A partir de aquí, y con la perspectiva de lo vivido, las cosas se me presentan muy cambiadas. El plan trazado decide mi forma de pensar y de actuar.

Hay conductas que siguen manteniéndose. Por ejemplo, yo no me caracterizo por la perseverancia en la consecución de un objetivo concreto cuando los resultados aparecen lejanos.

es decir, soy más proclive a dispersar mis energías en varias materias, que  dedicarme plenamente a una de ellas.

 

También podría presentar el reverso del asunto, remarcando el aspecto positivo de mi afán por el conocimiento de nuevas experiencias.

 

Quizá por esta senda haya caminado con antelación, porque la juventud, considero, requiere especializarse en algo más definido.
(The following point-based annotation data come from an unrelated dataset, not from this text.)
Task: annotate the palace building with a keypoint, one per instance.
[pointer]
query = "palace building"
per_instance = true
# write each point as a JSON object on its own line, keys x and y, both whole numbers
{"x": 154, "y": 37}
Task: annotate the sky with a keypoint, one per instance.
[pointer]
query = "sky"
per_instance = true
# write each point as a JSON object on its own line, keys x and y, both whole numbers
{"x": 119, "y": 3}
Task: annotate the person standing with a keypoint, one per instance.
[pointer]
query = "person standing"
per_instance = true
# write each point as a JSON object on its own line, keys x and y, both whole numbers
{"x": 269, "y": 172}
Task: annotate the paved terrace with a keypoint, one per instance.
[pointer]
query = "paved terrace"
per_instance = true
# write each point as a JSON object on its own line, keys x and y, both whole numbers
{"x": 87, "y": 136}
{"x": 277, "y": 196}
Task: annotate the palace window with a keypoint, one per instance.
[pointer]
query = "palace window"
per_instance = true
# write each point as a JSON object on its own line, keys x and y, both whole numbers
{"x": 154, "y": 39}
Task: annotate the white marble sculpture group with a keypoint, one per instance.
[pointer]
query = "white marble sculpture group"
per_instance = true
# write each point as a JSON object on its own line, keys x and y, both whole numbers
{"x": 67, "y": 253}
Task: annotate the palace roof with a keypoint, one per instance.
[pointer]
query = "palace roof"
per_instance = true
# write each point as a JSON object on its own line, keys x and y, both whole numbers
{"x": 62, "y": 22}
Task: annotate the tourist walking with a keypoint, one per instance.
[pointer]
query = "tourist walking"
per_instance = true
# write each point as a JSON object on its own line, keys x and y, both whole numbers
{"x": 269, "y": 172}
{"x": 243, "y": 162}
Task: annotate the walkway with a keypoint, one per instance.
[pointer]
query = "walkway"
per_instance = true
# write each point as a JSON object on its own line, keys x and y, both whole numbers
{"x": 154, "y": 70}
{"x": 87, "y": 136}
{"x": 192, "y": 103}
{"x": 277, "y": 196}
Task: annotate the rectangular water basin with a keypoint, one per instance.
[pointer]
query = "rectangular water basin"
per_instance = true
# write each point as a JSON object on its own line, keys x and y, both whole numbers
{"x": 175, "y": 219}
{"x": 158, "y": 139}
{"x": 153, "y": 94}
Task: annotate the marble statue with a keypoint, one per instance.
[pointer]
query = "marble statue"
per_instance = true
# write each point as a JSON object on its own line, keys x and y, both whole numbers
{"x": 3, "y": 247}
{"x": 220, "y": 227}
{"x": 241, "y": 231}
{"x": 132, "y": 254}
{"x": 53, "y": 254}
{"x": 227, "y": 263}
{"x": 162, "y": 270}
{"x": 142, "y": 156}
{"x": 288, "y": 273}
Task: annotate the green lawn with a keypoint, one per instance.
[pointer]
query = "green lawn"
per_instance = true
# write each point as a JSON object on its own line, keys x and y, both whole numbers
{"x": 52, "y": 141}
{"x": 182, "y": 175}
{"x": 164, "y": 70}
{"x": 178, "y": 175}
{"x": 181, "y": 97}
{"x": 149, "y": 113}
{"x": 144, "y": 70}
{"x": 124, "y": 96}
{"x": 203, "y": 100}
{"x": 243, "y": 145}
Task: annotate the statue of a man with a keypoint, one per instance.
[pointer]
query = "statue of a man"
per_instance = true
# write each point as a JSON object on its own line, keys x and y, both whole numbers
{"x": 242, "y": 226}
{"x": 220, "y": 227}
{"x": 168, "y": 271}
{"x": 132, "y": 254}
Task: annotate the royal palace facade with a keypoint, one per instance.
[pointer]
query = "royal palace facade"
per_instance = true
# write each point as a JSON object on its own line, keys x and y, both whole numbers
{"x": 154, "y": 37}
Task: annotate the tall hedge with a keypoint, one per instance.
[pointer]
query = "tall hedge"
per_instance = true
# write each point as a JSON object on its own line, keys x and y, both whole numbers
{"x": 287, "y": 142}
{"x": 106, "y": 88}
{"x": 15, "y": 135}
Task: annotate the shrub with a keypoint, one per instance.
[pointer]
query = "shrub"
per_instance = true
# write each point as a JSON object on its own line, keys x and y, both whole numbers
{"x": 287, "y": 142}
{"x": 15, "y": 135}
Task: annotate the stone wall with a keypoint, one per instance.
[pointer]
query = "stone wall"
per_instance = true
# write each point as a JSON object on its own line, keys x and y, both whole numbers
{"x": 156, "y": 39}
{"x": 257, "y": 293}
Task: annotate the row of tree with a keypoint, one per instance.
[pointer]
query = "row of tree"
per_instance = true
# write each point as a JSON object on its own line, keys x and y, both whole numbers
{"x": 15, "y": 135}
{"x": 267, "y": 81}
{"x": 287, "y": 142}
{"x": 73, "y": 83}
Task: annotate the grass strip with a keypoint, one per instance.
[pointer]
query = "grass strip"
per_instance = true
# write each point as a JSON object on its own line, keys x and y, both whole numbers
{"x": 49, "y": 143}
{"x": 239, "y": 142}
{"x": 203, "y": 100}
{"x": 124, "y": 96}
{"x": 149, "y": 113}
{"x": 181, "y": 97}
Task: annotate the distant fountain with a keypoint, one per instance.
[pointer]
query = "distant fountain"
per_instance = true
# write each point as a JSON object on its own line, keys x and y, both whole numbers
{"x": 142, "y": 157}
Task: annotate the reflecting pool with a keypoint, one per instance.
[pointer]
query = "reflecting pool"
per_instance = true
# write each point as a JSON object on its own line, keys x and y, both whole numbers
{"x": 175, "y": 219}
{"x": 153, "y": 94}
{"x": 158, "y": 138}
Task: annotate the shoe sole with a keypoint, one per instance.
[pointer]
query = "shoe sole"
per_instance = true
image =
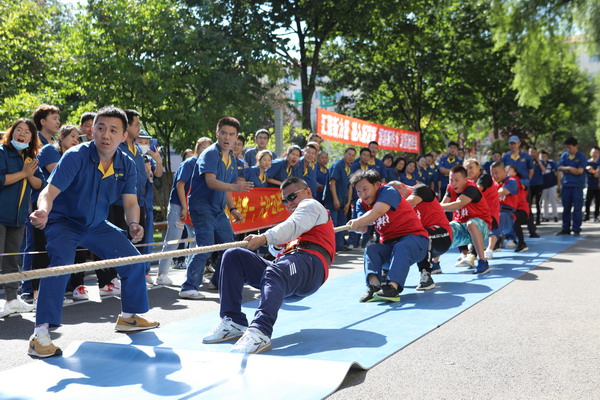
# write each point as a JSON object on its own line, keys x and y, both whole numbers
{"x": 383, "y": 298}
{"x": 127, "y": 328}
{"x": 225, "y": 339}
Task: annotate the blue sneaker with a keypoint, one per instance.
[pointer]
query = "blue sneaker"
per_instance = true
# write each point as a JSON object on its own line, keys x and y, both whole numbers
{"x": 483, "y": 267}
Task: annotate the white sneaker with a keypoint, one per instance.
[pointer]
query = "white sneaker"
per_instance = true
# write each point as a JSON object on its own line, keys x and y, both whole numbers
{"x": 252, "y": 341}
{"x": 16, "y": 306}
{"x": 80, "y": 293}
{"x": 164, "y": 280}
{"x": 191, "y": 295}
{"x": 226, "y": 330}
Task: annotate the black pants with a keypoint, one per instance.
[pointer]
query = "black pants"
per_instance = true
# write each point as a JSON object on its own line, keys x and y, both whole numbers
{"x": 439, "y": 243}
{"x": 592, "y": 194}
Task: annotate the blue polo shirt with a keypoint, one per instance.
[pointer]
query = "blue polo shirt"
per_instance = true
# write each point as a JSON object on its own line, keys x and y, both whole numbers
{"x": 342, "y": 183}
{"x": 87, "y": 192}
{"x": 280, "y": 170}
{"x": 576, "y": 160}
{"x": 250, "y": 156}
{"x": 252, "y": 174}
{"x": 522, "y": 162}
{"x": 447, "y": 162}
{"x": 592, "y": 180}
{"x": 142, "y": 179}
{"x": 202, "y": 198}
{"x": 183, "y": 173}
{"x": 14, "y": 200}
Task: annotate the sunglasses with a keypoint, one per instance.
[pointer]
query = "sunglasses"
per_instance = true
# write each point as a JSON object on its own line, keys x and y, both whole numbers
{"x": 292, "y": 196}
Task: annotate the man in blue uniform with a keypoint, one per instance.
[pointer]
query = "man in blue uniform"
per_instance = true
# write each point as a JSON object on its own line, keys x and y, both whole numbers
{"x": 72, "y": 210}
{"x": 572, "y": 166}
{"x": 213, "y": 180}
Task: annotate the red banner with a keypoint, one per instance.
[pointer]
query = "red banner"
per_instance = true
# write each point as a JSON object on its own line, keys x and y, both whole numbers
{"x": 261, "y": 208}
{"x": 340, "y": 128}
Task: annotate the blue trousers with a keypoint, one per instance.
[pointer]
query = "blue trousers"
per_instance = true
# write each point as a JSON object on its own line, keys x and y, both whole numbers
{"x": 339, "y": 219}
{"x": 106, "y": 241}
{"x": 572, "y": 198}
{"x": 409, "y": 250}
{"x": 210, "y": 229}
{"x": 295, "y": 274}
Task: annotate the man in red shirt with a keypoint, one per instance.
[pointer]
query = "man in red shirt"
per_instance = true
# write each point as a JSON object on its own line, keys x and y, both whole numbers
{"x": 403, "y": 240}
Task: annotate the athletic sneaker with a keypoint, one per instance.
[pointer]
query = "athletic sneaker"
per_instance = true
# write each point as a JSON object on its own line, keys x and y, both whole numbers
{"x": 426, "y": 282}
{"x": 368, "y": 296}
{"x": 483, "y": 267}
{"x": 226, "y": 330}
{"x": 387, "y": 293}
{"x": 191, "y": 295}
{"x": 521, "y": 247}
{"x": 80, "y": 293}
{"x": 134, "y": 323}
{"x": 164, "y": 280}
{"x": 252, "y": 341}
{"x": 41, "y": 346}
{"x": 149, "y": 280}
{"x": 16, "y": 306}
{"x": 109, "y": 290}
{"x": 467, "y": 261}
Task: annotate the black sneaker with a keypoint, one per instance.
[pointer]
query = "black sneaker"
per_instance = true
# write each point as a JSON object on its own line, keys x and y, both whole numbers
{"x": 387, "y": 293}
{"x": 368, "y": 296}
{"x": 426, "y": 282}
{"x": 521, "y": 247}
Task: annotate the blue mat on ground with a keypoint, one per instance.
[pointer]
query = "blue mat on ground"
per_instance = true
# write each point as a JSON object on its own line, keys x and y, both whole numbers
{"x": 315, "y": 341}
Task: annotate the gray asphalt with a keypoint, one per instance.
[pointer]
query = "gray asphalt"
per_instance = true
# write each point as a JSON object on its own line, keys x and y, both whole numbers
{"x": 536, "y": 338}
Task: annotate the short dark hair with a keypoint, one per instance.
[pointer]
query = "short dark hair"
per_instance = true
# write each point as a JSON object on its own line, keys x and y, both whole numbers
{"x": 459, "y": 169}
{"x": 130, "y": 115}
{"x": 35, "y": 144}
{"x": 86, "y": 116}
{"x": 228, "y": 121}
{"x": 362, "y": 150}
{"x": 42, "y": 112}
{"x": 371, "y": 175}
{"x": 114, "y": 112}
{"x": 266, "y": 132}
{"x": 498, "y": 164}
{"x": 291, "y": 180}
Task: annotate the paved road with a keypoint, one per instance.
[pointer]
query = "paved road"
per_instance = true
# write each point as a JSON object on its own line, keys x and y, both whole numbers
{"x": 539, "y": 337}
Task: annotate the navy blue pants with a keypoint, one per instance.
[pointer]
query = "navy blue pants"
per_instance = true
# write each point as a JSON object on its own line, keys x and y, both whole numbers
{"x": 572, "y": 198}
{"x": 210, "y": 229}
{"x": 295, "y": 274}
{"x": 106, "y": 241}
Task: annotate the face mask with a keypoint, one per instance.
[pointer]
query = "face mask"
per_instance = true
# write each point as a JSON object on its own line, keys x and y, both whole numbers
{"x": 18, "y": 145}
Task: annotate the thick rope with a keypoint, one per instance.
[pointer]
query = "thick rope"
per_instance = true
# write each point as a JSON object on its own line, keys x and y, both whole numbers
{"x": 117, "y": 262}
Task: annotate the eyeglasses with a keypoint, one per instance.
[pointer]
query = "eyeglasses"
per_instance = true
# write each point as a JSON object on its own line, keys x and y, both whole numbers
{"x": 292, "y": 196}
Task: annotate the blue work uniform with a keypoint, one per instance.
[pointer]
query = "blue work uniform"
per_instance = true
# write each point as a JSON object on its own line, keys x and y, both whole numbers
{"x": 250, "y": 156}
{"x": 340, "y": 173}
{"x": 522, "y": 162}
{"x": 207, "y": 210}
{"x": 572, "y": 191}
{"x": 78, "y": 218}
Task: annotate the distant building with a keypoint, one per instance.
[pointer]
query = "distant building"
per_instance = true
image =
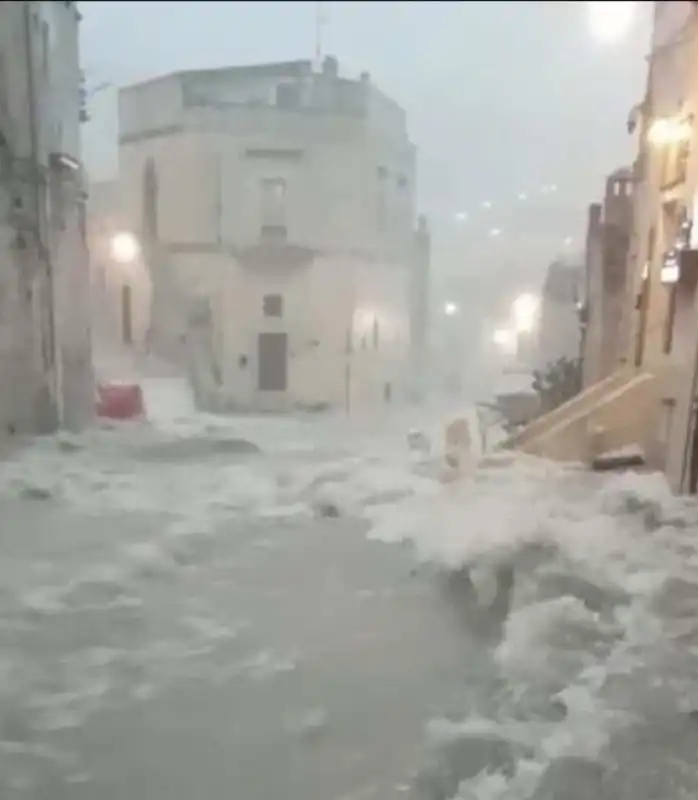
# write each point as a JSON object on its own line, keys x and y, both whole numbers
{"x": 606, "y": 265}
{"x": 282, "y": 199}
{"x": 559, "y": 333}
{"x": 45, "y": 357}
{"x": 120, "y": 288}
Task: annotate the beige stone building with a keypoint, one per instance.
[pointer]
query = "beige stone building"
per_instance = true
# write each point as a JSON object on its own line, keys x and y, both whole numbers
{"x": 643, "y": 351}
{"x": 609, "y": 230}
{"x": 120, "y": 288}
{"x": 45, "y": 358}
{"x": 274, "y": 205}
{"x": 559, "y": 330}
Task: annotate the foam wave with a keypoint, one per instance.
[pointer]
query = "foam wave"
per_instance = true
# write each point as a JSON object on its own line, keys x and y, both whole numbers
{"x": 594, "y": 649}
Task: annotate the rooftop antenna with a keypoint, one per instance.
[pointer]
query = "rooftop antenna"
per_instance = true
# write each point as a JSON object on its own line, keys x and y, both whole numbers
{"x": 320, "y": 20}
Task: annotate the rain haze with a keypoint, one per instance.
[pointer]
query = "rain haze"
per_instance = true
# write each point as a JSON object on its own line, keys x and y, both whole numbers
{"x": 348, "y": 401}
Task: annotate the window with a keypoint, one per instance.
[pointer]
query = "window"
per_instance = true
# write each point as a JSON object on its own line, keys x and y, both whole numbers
{"x": 382, "y": 198}
{"x": 273, "y": 202}
{"x": 150, "y": 201}
{"x": 273, "y": 305}
{"x": 376, "y": 334}
{"x": 670, "y": 318}
{"x": 45, "y": 48}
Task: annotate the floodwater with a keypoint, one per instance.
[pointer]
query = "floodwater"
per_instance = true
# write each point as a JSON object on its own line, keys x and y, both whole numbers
{"x": 263, "y": 608}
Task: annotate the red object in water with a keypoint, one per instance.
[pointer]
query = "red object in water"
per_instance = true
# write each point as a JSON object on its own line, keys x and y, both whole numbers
{"x": 120, "y": 401}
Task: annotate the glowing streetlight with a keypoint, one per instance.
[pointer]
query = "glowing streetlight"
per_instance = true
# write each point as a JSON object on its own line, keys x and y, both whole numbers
{"x": 525, "y": 312}
{"x": 610, "y": 21}
{"x": 670, "y": 130}
{"x": 505, "y": 339}
{"x": 124, "y": 247}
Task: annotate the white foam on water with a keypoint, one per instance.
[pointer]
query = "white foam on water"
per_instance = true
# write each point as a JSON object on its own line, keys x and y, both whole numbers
{"x": 596, "y": 563}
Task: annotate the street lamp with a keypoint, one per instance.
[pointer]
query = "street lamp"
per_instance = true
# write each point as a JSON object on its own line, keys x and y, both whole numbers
{"x": 670, "y": 130}
{"x": 124, "y": 247}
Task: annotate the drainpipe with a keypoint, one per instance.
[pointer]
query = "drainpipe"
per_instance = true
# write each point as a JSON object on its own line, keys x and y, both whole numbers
{"x": 42, "y": 246}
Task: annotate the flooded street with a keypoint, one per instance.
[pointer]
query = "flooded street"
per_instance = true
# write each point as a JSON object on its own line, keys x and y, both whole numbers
{"x": 281, "y": 608}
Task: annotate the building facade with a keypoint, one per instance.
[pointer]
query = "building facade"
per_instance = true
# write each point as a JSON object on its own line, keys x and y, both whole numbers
{"x": 275, "y": 210}
{"x": 662, "y": 318}
{"x": 45, "y": 356}
{"x": 609, "y": 228}
{"x": 559, "y": 332}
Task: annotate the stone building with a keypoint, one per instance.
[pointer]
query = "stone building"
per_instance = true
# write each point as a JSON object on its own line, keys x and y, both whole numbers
{"x": 45, "y": 358}
{"x": 282, "y": 197}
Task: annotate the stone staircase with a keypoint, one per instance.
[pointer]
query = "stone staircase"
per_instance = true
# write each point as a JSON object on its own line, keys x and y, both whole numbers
{"x": 611, "y": 415}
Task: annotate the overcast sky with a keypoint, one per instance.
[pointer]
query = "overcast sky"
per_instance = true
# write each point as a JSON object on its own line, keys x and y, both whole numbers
{"x": 502, "y": 97}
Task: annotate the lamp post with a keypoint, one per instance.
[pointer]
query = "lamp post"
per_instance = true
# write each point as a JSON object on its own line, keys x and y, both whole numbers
{"x": 525, "y": 311}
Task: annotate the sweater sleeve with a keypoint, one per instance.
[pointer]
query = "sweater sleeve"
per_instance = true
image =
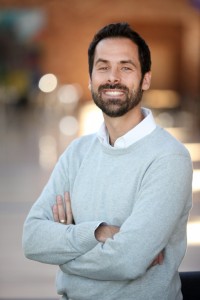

La madurez reclama nuevas oportunidades, por encima de la impaciencia en la consecución de récords.

El hecho es que he tocado muchos palos, pero he finalizado muy pocos. No me he especializado en nada muy concreto.

Sí terminé mis estudios universitarios en la materia que me gustaba, y continúo informándome y poniéndome al día sobre ese tema. Me refiero más a los contenidos que incluiríamos en el capítulo de aficiones.

Cuando estudiaba interno en los colegios para ciegos, me aproximé a varios idiomas, traté de aprender a tocar algún instrumento musical, hice varios cursos de taquigrafía.

Me sentía a gusto con la mayoría de las asignaturas de estudio. Practicaba el deporte que me era posible en aquella época, utilizando los medios de que se disponía.

Pero de esas actividades que hoy llamamos extraescolares, sólo terminé los estudios para la obtención del certificado de Francés en la Escuela de Idiomas.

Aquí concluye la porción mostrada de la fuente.